The Oak Processionary Moth (OPM) caterpillars have been found on an oak tree near Clintons Hill in Bracknell, Berkshire.
The caterpillars contain tiny hairs that can cause eye and skin irritation, breathing difficulties and sore throats in those who come into contact with them.
They can also affect the health of oak trees, stripping trees bare, leaving them weakened and vulnerable to other threats.
The first recorded outbreak of the moth was found in West London in 2006 and since then it has steadily spread to nearby boroughs.
Bracknell Forest Council has cordoned off the area where the nest has been spotted and has put up posters advising people to not approach the site.
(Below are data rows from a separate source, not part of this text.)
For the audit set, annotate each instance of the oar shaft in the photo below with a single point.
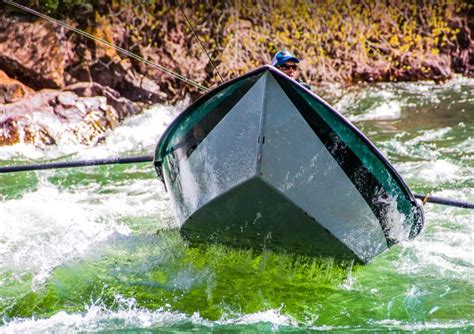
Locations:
(80, 163)
(445, 201)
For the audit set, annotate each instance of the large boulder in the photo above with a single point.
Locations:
(12, 90)
(59, 117)
(34, 51)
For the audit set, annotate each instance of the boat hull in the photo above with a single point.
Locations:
(263, 162)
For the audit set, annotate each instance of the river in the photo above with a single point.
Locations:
(92, 249)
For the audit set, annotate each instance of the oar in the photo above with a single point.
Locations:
(79, 163)
(149, 158)
(445, 201)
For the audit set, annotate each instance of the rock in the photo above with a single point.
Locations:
(35, 51)
(115, 74)
(12, 90)
(55, 117)
(122, 105)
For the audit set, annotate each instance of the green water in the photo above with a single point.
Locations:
(93, 249)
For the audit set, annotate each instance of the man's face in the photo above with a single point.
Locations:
(290, 68)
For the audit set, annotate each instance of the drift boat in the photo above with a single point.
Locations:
(261, 161)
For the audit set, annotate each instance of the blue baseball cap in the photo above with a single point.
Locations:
(282, 57)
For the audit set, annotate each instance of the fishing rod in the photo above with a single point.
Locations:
(149, 158)
(78, 163)
(118, 48)
(199, 40)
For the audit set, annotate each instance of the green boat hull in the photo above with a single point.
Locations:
(262, 162)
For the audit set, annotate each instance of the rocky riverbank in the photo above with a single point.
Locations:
(57, 85)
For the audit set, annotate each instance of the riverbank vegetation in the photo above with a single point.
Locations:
(338, 41)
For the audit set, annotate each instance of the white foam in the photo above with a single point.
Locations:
(47, 227)
(98, 317)
(385, 111)
(138, 133)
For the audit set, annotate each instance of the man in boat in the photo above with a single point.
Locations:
(286, 62)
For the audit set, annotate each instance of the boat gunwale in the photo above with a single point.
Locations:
(394, 173)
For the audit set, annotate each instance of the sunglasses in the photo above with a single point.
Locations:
(287, 67)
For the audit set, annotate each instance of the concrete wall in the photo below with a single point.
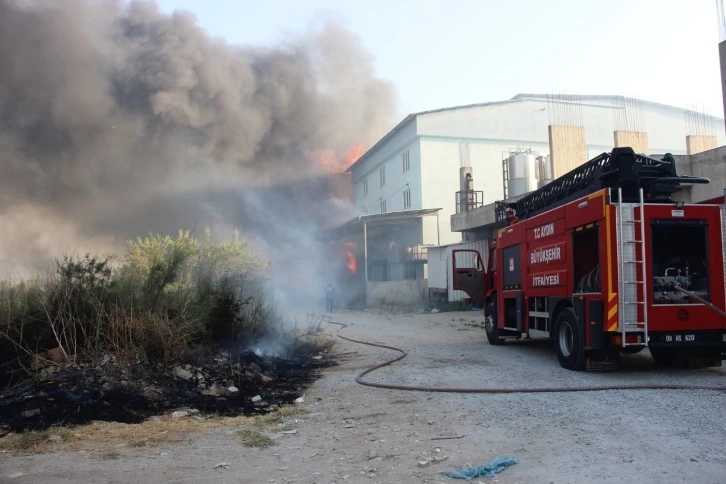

The Forestry Commission has advised the public to protect themselves by knowing how to recognise the OPM caterpillars and keeping pets and children away from them.
Andrew Hunter, the council’s chief officer for planning transport and countryside, said “We take the safety of our residents very seriously and would advise people not to disturb or handle the nests or moths as they can cause severe irritation to the skin.
“We are now collaborating with the Forestry Commission in order to support their long standing work to control the spread of this moth and minimise the risk to the public as they continue to enjoy our parks, gardens and woodland.”
The public is asked not to attempt to remove the caterpillars and their nests, and instead report sightings to The Forestry Commission.